La recherche doit parfois prendre en compte la politique mémorielle décidée il y a plusieurs dizaines d’années. Exemple au camp de concentration du Struthof en Alsace.

Archéologue, Juliette Brangé dirige le chantier de fouilles du camp de concentration du Struthof. Elle y est confrontée à la politique mémorielle du camp mise en place sur le site dans les années 1950 sous l’impulsion de l’Etat. À cette époque, la partie haute du camp devient un mémorial honorant les résistants français, au détriment de la mémoire des déportés d’autres nationalités, pourtant majoritaires. Mais avec le temps, certaines baraques du camp menacent de s’effondrer, faute d’entretien. Elles sont détruites en 1954 lors d’une cérémonie mémorielle présidée par le préfet. En 1976, un incendie criminel détruit d’autres installations. Au début des années 2000, la construction du Centre européen du résistant déporté se fait en lieu et place des baraques administratives du camp, effaçant presque toute possibilité de récolter des données archéologiques sur les lieux de construction. Les chercheurs doivent trouver des zones épargnées par ces aménagements, c’est notamment le cas de la carrière.

Les symboles mis en avant par la politique mémorielle sèment parfois le trouble chez les anciens résistants déportés. La chercheuse nous fait part de ses difficultés de « trier » les témoignages : « Parfois, les anciens détenus pensent que certaines infrastructures comme le portail étaient déjà présents dans le camp alors qu’ils ont été construits après guerre ». Dans l’imaginaire collectif du camp de concentration, les détenus étaient vêtus de vêtements rayés. Conviés aux commémorations, certains anciens déportés « portaient des uniformes rayés alors que ce n’était pas la tenue officielle des prisonniers du Struthof. »

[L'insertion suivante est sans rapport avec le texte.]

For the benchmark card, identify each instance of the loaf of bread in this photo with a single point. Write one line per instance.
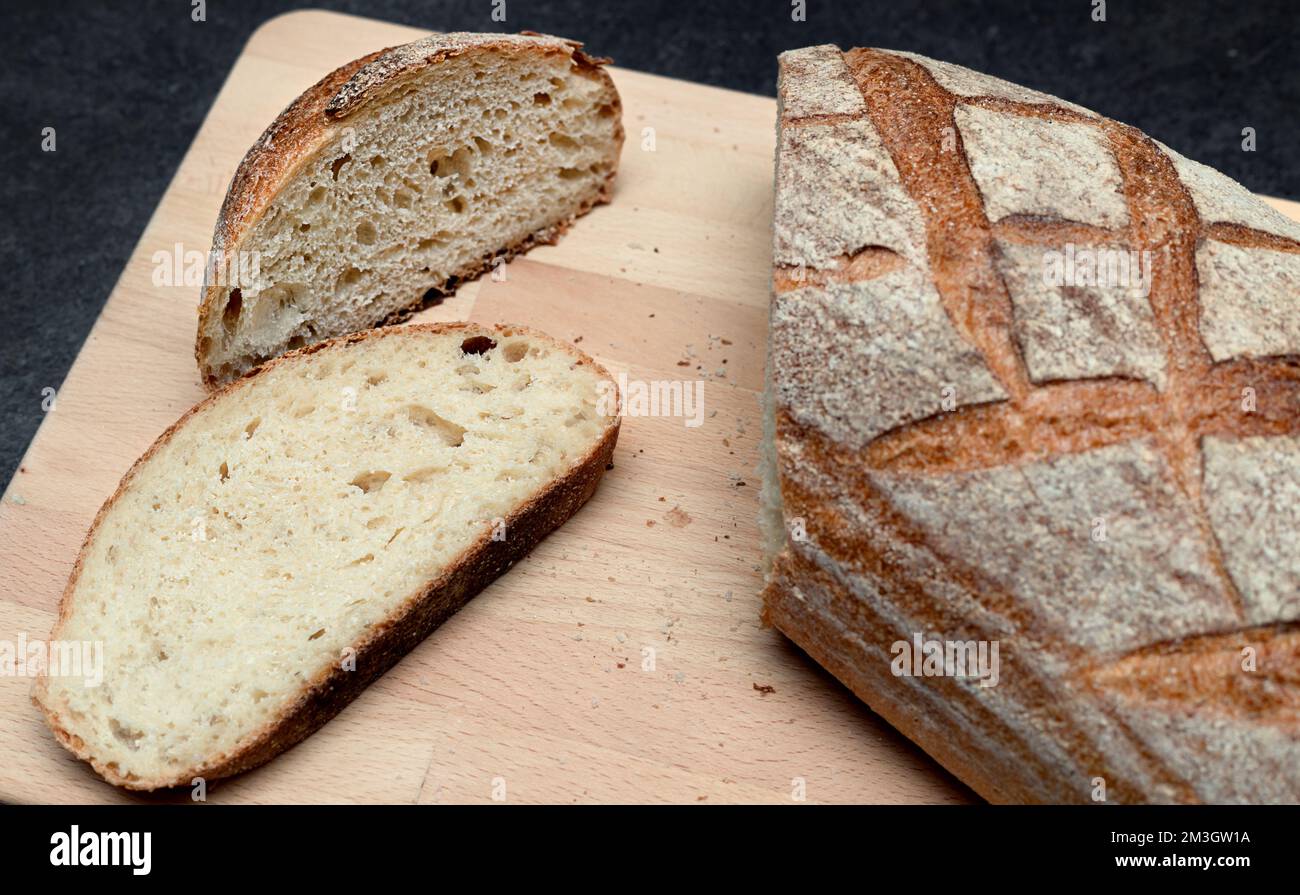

La politique mémorielle et les travaux des scientifiques se retrouvent ainsi parfois en décalage. En tant que chercheuse, Juliette Brangé confirme la présence de « prisonniers polonais et soviétiques dans le camp dès le début ». Une réalité oubliée du mémorial qui se focalise sur la figure du résistant français déporté. « On voit très peu de noms de prisonniers » de ces nationalités, explique-t-elle. Quant à la carrière, site principal des fouilles archéologiques conduites par Juliette Brangé et lieu de travail des déportés, elle ne fait pour l’instant pas partie de la politique mémorielle.